Search Unity

  1. Welcome to the Unity Forums! Please take the time to read our Code of Conduct to familiarize yourself with the forum rules and how to post constructively.
  2. Dismiss Notice

Best free word database?

Discussion in 'General Discussion' started by yoonitee, Feb 4, 2015.

  1. yoonitee

    yoonitee

    Joined:
    Jun 27, 2013
    Posts:
    2,364
    I'm looking for a simple list of words split into nouns, verbs, adjectives, etc. to do some simple sentence parsing. Mainly, just for fun, but also maybe for a game. So I want to get the sentence "The cow jumped over the moon." And it would know that "cow" is a noun, jumped is the verb, etc.

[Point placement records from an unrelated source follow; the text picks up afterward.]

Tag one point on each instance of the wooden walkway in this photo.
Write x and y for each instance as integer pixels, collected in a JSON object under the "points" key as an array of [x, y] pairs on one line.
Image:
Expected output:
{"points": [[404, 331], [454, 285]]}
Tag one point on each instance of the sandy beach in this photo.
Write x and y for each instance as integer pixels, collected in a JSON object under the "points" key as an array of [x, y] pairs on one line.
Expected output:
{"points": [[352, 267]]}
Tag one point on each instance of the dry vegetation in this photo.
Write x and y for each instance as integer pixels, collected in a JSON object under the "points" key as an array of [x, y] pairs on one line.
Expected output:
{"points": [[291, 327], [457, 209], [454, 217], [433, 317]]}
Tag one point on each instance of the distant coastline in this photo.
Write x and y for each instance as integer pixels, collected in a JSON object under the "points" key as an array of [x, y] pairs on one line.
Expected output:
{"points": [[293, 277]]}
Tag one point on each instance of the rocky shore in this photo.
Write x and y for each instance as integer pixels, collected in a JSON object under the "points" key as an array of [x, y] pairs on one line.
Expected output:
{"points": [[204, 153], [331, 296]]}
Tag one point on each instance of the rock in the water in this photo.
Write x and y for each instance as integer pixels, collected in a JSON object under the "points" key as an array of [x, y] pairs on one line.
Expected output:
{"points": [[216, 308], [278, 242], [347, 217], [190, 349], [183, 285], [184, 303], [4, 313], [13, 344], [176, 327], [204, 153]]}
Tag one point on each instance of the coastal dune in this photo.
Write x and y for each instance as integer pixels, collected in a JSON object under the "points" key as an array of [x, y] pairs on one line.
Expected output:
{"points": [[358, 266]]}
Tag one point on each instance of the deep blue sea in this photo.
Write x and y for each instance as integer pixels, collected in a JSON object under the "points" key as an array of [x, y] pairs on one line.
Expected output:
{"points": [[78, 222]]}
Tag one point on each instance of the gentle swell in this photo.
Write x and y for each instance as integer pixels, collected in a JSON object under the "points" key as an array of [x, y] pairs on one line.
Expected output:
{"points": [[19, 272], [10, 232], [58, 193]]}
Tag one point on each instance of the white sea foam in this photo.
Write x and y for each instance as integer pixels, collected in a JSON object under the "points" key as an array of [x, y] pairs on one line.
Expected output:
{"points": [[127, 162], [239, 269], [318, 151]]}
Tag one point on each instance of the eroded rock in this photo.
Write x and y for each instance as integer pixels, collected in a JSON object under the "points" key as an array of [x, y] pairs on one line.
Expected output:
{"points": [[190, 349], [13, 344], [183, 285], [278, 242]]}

Just for a first guess. I am thinking of making something that takes that sentence then transforms it into an animation of a cow jumping over the moon.

    I've looked at WordNet but it seems a bit overcomplicated for my purposes. (They define "cat" as a verb to beat with a cat-o-9-tails. That is not likely to come up!) Any other suggestions?

    I've done similar things before but I just compiled my own list of words.

    I mean I could just get any dictionary and parse that to find the types of each words but that would take a bit longer.

    Anyone else done this sort of thing?
     
    Last edited: Feb 4, 2015
  2. Marble

    Marble

    Joined:
    Aug 29, 2005
    Posts:
    1,266
    Great question. I looked into this a while ago and couldn't find anything either.
     
  3. zombiegorilla

    zombiegorilla

    Moderator

    Joined:
    May 8, 2012
    Posts:
    8,952
    yoonitee likes this.
  4. Dameon_

    Dameon_

    Joined:
    Apr 11, 2014
    Posts:
    542
    You need more than a list of words to do sentence parsing. A lot more. Especially with English, which has such a loose sentence structure. A lot of it is context and positioning.

    For example, with the sentence "the cow jumps over the moon", we have a context. A poem wherein a cow jumps from one side of the moon to the other. However, you could take the same sentence and process it to mean "over the moon, the cow jumps." How does your program know whether to animate a cow hovering over the moon jumping up and down, or a cow flying from one side of the moon to the other?

    Natural language processing is fun, but hard, because computers require much more explicit directions than people.
     
  5. yoonitee

    yoonitee

    Joined:
    Jun 27, 2013
    Posts:
    2,364
    It would work like this:

    First it sees that cow is the subject of the sentence. Then it sees that cows usually live on farms. So it draws a farm with a cow in it. Then applies the animation "jump" to the cow. Then it might have to zoom out a bit to encompass both the earth and moon system. Admittedly, this one would be hard to animate in a physically realistic way.

    As to your point, it would know that "jump over" doesn't mean you are over something and jumping!!

    However "The cat chased the mouse". It would see that cats usually live in houses. So it would draw a room with a cat. Chase is a type of run so it would animate the cat running. And then it would draw a mouse. That one's quite simple.

    It won't get all the sentences but I think with a few actions like:

    "chase", "eat", "kill", "jump", "sit", "stand", "walk", "run", "talk"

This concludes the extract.